La ministre a évoqué que « la HSA est une question vraiment importante à Marseille ». Ce projet fait toutefois l'objet de divergences d’opinions. Si certaines associations et collectifs de riverains soutiennent son établissement, des habitants des quartiers concernés s’y opposent farouchement, refusant qu'une salle de shoot soit implantée à proximité de chez eux.
Les points de vue des élus
Le maire de Marseille, Benoît Payan, a manifesté son soutien au projet sans cependant en avoir fait une priorité durant son mandat. À l'heure où un bus mobile d'accueil pour les usagers est en circulation, l’ex-préfet Georges-François Leclerc avait parallèlement affiché son désaccord. En revanche, le nouveau préfet, Jacques Witkowski, semble plus ouvert à cette initiative, exprimant son intérêt pour une expérimentation si un site consensuel était trouvé. Il a insisté sur la nécessité d’un accord général parmi les parties prenantes.
Un modèle européen à suivre
Les HSA, lancées il y a quarante ans durant l’épidémie de sida, sont aujourd'hui matérialisées par environ une centaine de structures en Europe, mais seulement deux en France : Paris et Strasbourg. L’expérimentation de ces salles, initialement prévue pour se clore fin décembre, a récemment été prolongée.
« Il y a deux HSA en France, à Paris et dans le Grand-Est.

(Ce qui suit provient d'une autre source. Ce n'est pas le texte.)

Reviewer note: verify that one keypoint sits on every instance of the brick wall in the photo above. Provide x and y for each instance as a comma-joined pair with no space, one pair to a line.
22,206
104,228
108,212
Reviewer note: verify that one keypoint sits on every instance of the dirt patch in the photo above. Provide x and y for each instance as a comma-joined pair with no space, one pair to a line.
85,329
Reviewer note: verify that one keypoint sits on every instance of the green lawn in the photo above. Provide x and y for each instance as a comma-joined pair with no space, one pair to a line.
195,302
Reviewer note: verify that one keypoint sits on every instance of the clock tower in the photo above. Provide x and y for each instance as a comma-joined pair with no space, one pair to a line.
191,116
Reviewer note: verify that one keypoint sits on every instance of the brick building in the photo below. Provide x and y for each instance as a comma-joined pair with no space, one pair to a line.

Leur mise en place a permis une amélioration notable en matière de santé publique », a précisé Stéphanie Rist, en insistant sur la baisse des overdoses et la réduction des seringues abandonnées dans les rues. Néanmoins, elle n’a pas fourni de données concrètes concernant l'impact sur l’ordre public.
Rist a également souligné que des retours d'expérience positifs pourraient rassurer les citoyens, souvent réticents à l'idée d'une HSA, en craignant pour la sécurité de leur quartier. « Nous devons prouver que ces dispositifs apportent des bénéfices tangibles », a-t-elle conclu.